The size of a subsidy is pegged to a household's income, as well as the local insurance prices state-by-state. The Affordable Care Act establishes caps on how much anyone can pay for insurance premiums, from two percent for anyone earning at the federal poverty level up to 9.5% at four times that. An individual is eligible for tax subsidies to cover premiums above that maximum.

For example, starting next year an individual making $22,980 (two times the current poverty guideline) has a premium cap of approximately $114 per month. If that person faces higher actual insurance premiums, he or she will become eligible for a subsidy to make up the difference. This will result in different subsidies for individuals and families based on age and state.

Texas, California and Florida will have the most residents qualify for tax credits at more than a million people each. In fact, more than two million Texas residents will qualify for government aid on the exchanges.

On a per-capita basis, Alaska, Louisiana and Mississippi stand to have nearly seven in ten enrollees eligible for subsidies, the highest percentages in the nation.

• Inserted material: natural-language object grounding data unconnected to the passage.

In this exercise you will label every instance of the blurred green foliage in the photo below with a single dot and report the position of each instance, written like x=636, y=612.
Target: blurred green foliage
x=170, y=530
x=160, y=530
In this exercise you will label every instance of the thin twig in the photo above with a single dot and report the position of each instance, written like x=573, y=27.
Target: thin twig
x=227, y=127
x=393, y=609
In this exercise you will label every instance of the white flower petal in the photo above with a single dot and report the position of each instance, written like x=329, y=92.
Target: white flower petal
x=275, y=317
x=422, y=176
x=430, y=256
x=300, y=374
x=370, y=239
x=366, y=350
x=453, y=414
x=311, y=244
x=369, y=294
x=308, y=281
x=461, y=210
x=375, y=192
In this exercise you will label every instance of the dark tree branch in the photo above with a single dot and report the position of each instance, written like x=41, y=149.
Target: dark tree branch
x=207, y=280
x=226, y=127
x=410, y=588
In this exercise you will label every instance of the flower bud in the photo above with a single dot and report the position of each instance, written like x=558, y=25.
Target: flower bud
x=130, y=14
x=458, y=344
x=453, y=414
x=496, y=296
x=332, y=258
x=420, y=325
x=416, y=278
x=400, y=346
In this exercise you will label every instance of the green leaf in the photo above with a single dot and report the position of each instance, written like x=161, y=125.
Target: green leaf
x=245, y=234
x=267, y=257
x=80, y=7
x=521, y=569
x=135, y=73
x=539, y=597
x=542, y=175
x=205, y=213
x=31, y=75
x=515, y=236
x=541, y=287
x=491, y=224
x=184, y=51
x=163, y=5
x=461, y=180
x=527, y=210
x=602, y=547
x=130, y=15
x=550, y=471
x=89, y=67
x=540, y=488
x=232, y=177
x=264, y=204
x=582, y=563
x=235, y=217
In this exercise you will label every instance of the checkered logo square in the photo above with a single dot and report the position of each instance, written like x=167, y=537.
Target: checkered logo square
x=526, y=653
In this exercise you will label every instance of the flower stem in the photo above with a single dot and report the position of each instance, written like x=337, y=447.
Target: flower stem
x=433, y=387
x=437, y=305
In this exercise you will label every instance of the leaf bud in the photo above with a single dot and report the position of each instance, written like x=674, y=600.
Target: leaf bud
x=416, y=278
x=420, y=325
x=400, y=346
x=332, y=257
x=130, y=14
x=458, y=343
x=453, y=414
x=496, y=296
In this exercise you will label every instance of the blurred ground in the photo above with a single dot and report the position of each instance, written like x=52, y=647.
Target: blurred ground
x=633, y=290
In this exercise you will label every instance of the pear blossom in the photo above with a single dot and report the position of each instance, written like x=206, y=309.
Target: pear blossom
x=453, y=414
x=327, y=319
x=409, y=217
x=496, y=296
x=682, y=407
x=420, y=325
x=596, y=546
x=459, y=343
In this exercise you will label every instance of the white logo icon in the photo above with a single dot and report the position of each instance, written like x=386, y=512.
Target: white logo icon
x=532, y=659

Acceptance of these tax credits may range widely from state to state, and much of the success of the ACA will have to be measured on a local basis. Enrollment of young and healthy people, many of whom will qualify for the new subsidies, will be necessary to offset the newly-eligible sick. Since insurance is a heavily state regulated marketplace, the risk pool in Texas has no impact on the pool in Missouri, and vice versa.